Show HN: Factorio Learning Environment – Agents Build Factories
Project and Setup
- Framework exposes Factorio via a text-based Python API, built on remote console (RCON) tools running in-game and hot-loadable.
- Agents write small programs that call these tools; interaction is turn-based rather than pixel/mouse RL.
- No post-training: all models are off-the-shelf, given tool signatures, docstrings, and short “manuals” with examples.
- Humans have completed all early “lab” tasks using only the API, showing it is technically sufficient but slower than normal play.
Model Capabilities and Failures
- Strong correlation between coding ability and in-game performance; top models progress beyond early-game resource extraction.
- Two main weaknesses:
- Spatial reasoning: off‑by‑one placements, tangled layouts, mis-rotated inserters, and pipes with incompatible fluids adjacent.

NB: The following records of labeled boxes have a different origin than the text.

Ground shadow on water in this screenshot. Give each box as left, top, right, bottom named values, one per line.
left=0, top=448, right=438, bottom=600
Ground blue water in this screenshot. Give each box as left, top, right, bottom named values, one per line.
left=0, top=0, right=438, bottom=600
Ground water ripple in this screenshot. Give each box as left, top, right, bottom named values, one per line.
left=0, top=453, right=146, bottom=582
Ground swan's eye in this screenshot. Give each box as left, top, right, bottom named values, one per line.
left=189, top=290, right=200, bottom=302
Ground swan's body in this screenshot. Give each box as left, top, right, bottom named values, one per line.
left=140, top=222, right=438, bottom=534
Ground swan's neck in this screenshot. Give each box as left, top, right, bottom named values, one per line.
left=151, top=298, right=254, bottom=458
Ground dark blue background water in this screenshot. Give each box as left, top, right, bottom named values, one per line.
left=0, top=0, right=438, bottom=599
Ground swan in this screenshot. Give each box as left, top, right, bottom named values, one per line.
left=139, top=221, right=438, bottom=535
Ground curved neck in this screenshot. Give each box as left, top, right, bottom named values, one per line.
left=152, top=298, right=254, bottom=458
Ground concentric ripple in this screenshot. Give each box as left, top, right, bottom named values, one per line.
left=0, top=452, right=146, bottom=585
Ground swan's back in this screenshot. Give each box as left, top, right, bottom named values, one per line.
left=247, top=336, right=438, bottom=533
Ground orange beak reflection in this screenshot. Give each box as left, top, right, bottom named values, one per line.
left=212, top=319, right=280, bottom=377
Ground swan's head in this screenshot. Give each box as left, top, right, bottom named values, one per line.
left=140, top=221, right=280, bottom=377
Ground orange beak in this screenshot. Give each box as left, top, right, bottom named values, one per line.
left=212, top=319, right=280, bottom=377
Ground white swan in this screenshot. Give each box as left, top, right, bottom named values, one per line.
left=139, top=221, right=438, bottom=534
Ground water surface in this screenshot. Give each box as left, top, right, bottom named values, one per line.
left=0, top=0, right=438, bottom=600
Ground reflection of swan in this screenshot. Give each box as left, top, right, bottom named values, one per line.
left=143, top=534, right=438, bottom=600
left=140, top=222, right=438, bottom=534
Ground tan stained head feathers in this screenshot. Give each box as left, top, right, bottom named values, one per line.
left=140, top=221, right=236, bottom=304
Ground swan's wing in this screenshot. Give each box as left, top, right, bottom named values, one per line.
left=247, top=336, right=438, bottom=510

- Long‑term planning: agents focus on local fixes and small constructs, rarely develop scalable production or compounding growth.
- Models often loop on failing actions (“target fixation”) and struggle to recover from earlier design mistakes (e.g. broken topology).
- Oil and complex production chains are notably hard; agents can handle simple “essential tasks” in isolation but don’t reliably invoke them in open‑ended “build the biggest factory” episodes.
Spatial Representation and Modalities
- Current eval is text-only over object lists with coordinates and neighborhood info.
- Attempts with Mermaid diagrams, visual DSLs, and screenshots (VLMs) did not help; more entities made models more confused and hallucinatory.
- ASCII/grid or Unicode encodings are discussed but raise token-budget and tokenization issues; sparse symbolic encodings seem less confusing.
- Future ideas: relative-position vectors between entities, factorio-specific visual encoders, and a dedicated “FLE‑V” visual benchmark.
Benchmarks, Metrics, and Tasks
- Main metric is “production score” (value-weighted total output), with milestones for first-time automation of items; SPM is tracked but not primary.
- Community suggests richer tasks: tower‑defense style biter waves, factory-debugging and throughput optimization, belt balancers, train signaling, and large banks of tiny, auto-generated “IQ test” scenarios.
- Reward shaping analogies to Pokémon RL: incremental rewards for automating new items/science.
Classical AI, Tools, and Game AI Implications
- Several argue Factorio could largely be “solved” with GOFAI/OR/metaheuristics; FLE agents can, in principle, write or call such solvers (e.g., Z3), but none have yet.
- Broader view: LLMs should orchestrate specialized planners rather than directly micromanage all actions.
- Debate over using LLMs as in‑game opponents: many doubt it’s necessary or fun for most genres, but see promise for coaches, strategy AIs, and diplomacy.